Nurses based at police emergency contact centre offer early intervention when calls involve people who are experiencing mental health crisis
Staff at phone call centre handle calls from the public

Nurses based at emergency contact centre offer early intervention when calls involve people who are experiencing mental health crisis

staff at a phone contact centre take calls from the pubic
Picture: iStock

Mental health triage nurses are to become a permanent fixture at a police emergency call centre.

The two Band 6 nurses are based at the Bedfordshire police 999 contact centre. They play a vital role in advising operators and officers when calls come in from people in mental health crisis, according to Bedfordshire police and crime commissioner Festus Akinbusoye.

Commissioned to meet growing need and fill gaps in services

The nurses’ roles were commissioned to help manage a spiralling mental health crisis made worse by the pandemic and cuts to mental health services.

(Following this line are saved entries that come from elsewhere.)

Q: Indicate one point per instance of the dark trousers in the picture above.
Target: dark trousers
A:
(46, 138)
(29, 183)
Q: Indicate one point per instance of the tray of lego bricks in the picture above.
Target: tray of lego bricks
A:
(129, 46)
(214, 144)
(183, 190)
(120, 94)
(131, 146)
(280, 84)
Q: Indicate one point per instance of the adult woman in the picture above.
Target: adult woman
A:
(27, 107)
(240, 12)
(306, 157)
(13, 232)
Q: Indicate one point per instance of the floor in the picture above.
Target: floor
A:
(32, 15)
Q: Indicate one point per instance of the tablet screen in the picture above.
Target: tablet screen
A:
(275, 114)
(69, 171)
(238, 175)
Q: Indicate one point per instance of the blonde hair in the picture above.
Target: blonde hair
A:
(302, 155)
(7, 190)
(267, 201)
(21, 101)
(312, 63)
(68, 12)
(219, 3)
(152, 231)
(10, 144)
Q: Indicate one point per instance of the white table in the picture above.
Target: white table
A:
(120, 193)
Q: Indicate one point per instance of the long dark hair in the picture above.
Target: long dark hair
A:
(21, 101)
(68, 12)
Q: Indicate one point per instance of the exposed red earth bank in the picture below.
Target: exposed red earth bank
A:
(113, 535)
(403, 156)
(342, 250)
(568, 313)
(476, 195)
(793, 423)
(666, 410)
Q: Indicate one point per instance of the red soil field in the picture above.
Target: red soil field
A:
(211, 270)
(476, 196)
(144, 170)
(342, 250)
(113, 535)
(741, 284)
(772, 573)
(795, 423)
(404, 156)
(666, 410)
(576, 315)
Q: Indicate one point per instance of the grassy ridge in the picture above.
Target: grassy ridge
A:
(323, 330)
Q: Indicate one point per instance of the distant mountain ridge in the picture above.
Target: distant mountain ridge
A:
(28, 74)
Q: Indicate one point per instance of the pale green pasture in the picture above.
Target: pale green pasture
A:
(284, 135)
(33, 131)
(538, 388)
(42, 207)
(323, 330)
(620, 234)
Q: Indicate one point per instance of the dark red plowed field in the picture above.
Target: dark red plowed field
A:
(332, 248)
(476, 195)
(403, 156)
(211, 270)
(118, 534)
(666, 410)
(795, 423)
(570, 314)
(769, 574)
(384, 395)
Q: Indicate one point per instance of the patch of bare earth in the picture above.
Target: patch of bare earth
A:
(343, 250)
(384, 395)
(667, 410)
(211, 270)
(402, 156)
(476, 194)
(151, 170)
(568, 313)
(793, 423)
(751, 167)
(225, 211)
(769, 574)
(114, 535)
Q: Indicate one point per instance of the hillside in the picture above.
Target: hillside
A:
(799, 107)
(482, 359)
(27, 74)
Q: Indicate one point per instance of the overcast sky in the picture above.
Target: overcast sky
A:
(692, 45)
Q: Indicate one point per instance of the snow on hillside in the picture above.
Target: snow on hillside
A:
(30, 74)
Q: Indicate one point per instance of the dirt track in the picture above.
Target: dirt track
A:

Chief inspector Corina House, who manages mental health support for the contact centre, said: ‘The demands on policing from people with poor mental health continue to grow and it is more important than ever that we can provide the highest-quality response.’

Mental health street triage

In addition to the contact centre support, nurses provide mental health street triage with a team of three Band 7 nurses working to ensure people in crisis get initial support before other healthcare professionals can step in.

Mental health nurse and operational lead for the street team and control centre Edwin O’Selmo said the nurses had received ‘incredible’ feedback.

Both services are provided by East London NHS Foundation Trust and funded from local policing budgets.